The EU's Customs Union is an agreement that allows goods to pass between countries within the EU's borders without customs checks, and imposes common tariffs on the EU's external frontier.
If we remain a member of the Customs Union we won't be able to decide our own trade policy. This will continue to be determined by EU politicians. Staying in comes at the cost of giving up important flexibility. The UK would be unable to realise the opportunities of Brexit, including by signing trade deals with the fastest-growing and largest economies, such as the USA, China, Japan and India, with which the EU has been unable to make an agreement.

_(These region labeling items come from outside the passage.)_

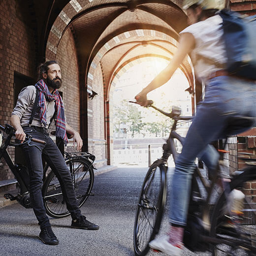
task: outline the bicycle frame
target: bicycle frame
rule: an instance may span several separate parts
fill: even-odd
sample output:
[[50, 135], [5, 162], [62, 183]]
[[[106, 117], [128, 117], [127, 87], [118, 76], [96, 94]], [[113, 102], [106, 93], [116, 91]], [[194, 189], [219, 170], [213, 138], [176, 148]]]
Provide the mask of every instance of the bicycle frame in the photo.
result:
[[[0, 128], [3, 130], [4, 130], [5, 129], [4, 127], [1, 126], [0, 126]], [[9, 134], [7, 137], [6, 138], [5, 141], [3, 143], [2, 147], [0, 149], [0, 159], [1, 159], [2, 157], [5, 159], [7, 164], [17, 180], [21, 190], [21, 193], [23, 194], [28, 192], [28, 188], [22, 180], [22, 179], [18, 172], [17, 169], [18, 166], [14, 164], [12, 159], [7, 151], [7, 148], [10, 144], [12, 137], [12, 134], [11, 133]]]

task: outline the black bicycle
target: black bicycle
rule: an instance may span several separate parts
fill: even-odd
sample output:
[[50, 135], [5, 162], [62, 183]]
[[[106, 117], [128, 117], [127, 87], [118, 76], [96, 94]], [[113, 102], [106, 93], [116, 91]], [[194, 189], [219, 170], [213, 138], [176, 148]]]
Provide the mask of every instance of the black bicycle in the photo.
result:
[[[163, 146], [162, 157], [150, 166], [143, 183], [133, 231], [136, 256], [147, 254], [149, 242], [155, 238], [160, 228], [166, 197], [167, 160], [172, 155], [175, 161], [184, 139], [176, 131], [177, 124], [192, 118], [180, 116], [179, 108], [173, 107], [171, 113], [167, 113], [152, 104], [153, 101], [149, 101], [148, 106], [172, 119], [174, 123], [166, 143]], [[230, 120], [229, 125], [232, 127], [237, 123], [248, 125], [252, 122], [250, 118], [237, 116]], [[221, 154], [227, 152], [221, 151]], [[223, 182], [221, 186], [217, 181], [221, 180], [218, 177], [223, 166], [222, 160], [211, 181], [202, 175], [195, 165], [184, 237], [185, 246], [190, 250], [208, 251], [214, 256], [256, 255], [256, 201], [254, 196], [256, 188], [256, 159], [244, 155], [242, 158], [249, 164], [248, 167], [235, 172], [231, 182]], [[235, 190], [244, 195], [242, 199], [242, 211], [237, 213], [234, 213], [230, 204], [227, 203], [230, 202], [228, 198]]]
[[[11, 200], [16, 200], [25, 208], [31, 208], [29, 192], [29, 175], [27, 167], [24, 165], [14, 164], [7, 150], [9, 146], [18, 147], [20, 143], [12, 141], [15, 136], [15, 130], [12, 127], [5, 125], [5, 127], [0, 126], [0, 129], [7, 135], [6, 138], [0, 131], [0, 159], [3, 157], [7, 164], [14, 175], [19, 186], [17, 195], [10, 193], [4, 195], [4, 198]], [[26, 143], [32, 147], [31, 141], [45, 144], [45, 142], [34, 139], [27, 135]], [[94, 180], [93, 162], [95, 156], [88, 152], [68, 154], [65, 152], [65, 160], [71, 173], [72, 181], [74, 185], [78, 206], [81, 207], [90, 195], [94, 195], [91, 192]], [[70, 214], [67, 210], [63, 198], [61, 185], [54, 172], [50, 169], [46, 164], [43, 171], [43, 185], [42, 193], [46, 213], [55, 218], [63, 218]]]

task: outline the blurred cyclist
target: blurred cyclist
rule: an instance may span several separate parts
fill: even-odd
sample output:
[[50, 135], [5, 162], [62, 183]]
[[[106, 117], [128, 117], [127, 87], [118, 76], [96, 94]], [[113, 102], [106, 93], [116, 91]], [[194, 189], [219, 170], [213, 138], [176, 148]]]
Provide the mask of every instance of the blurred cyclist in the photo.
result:
[[[185, 0], [190, 25], [180, 33], [179, 45], [173, 58], [146, 87], [135, 97], [147, 105], [147, 94], [167, 82], [190, 54], [198, 79], [206, 85], [204, 101], [188, 132], [172, 179], [170, 204], [170, 229], [152, 241], [151, 247], [169, 256], [182, 252], [194, 160], [211, 142], [225, 137], [229, 120], [243, 115], [256, 117], [256, 84], [253, 80], [229, 75], [224, 69], [227, 59], [222, 36], [222, 19], [216, 12], [224, 8], [224, 0]], [[249, 129], [251, 123], [236, 127], [229, 134]], [[234, 131], [235, 130], [235, 131]]]

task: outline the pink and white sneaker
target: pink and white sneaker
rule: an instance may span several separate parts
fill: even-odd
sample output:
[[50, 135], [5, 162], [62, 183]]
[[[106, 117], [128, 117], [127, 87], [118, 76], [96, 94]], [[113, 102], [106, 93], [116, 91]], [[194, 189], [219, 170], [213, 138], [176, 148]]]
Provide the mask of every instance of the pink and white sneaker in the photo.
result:
[[169, 237], [166, 235], [150, 241], [149, 245], [153, 250], [165, 253], [169, 256], [180, 256], [183, 248], [183, 246], [174, 246], [170, 244]]

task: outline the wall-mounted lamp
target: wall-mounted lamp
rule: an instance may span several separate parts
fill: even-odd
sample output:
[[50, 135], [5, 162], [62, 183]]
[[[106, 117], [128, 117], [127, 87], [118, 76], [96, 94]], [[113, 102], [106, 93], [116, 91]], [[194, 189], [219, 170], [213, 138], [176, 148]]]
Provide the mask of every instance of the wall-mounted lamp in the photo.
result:
[[88, 92], [87, 93], [88, 94], [88, 98], [91, 99], [93, 99], [95, 96], [98, 95], [98, 94], [94, 91], [92, 91], [92, 92], [90, 93]]

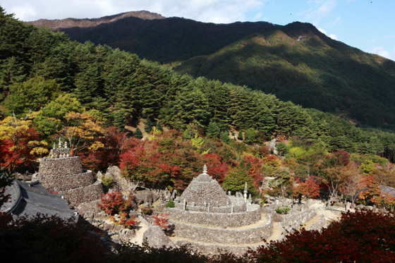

In order to realise the Prime Minister’s vision of a nation exporting goods and services around the world, open for international business, supporting emerging markets and spreading the benefits of economic growth, Britain will need to liberate itself from the burdens of the customs union. Only in leaving will we truly be a beacon of international free trade.
No deal scenario
I believe that a future partnership between the UK and the EU is in the interests of both sides. As the Prime Minister has explained, a good deal for Britain and a good deal for Europe are not competing alternatives and they are not mutually exclusive. I do not want or expect an outcome with no deal, but a responsible government should, of course, prepare for all eventualities and this is exactly what my ministerial colleagues are doing. This includes the scenario where no agreement can be reached.
Whatever the outcome of the negotiations, I and the Government are determined to make the most of the opportunities that leaving the EU presents. We are a global nation and we will be making new trade deals with countries from around the world. I believe that the Government needs the flexibility to leave without a deal, if such a deal is not in our best interest.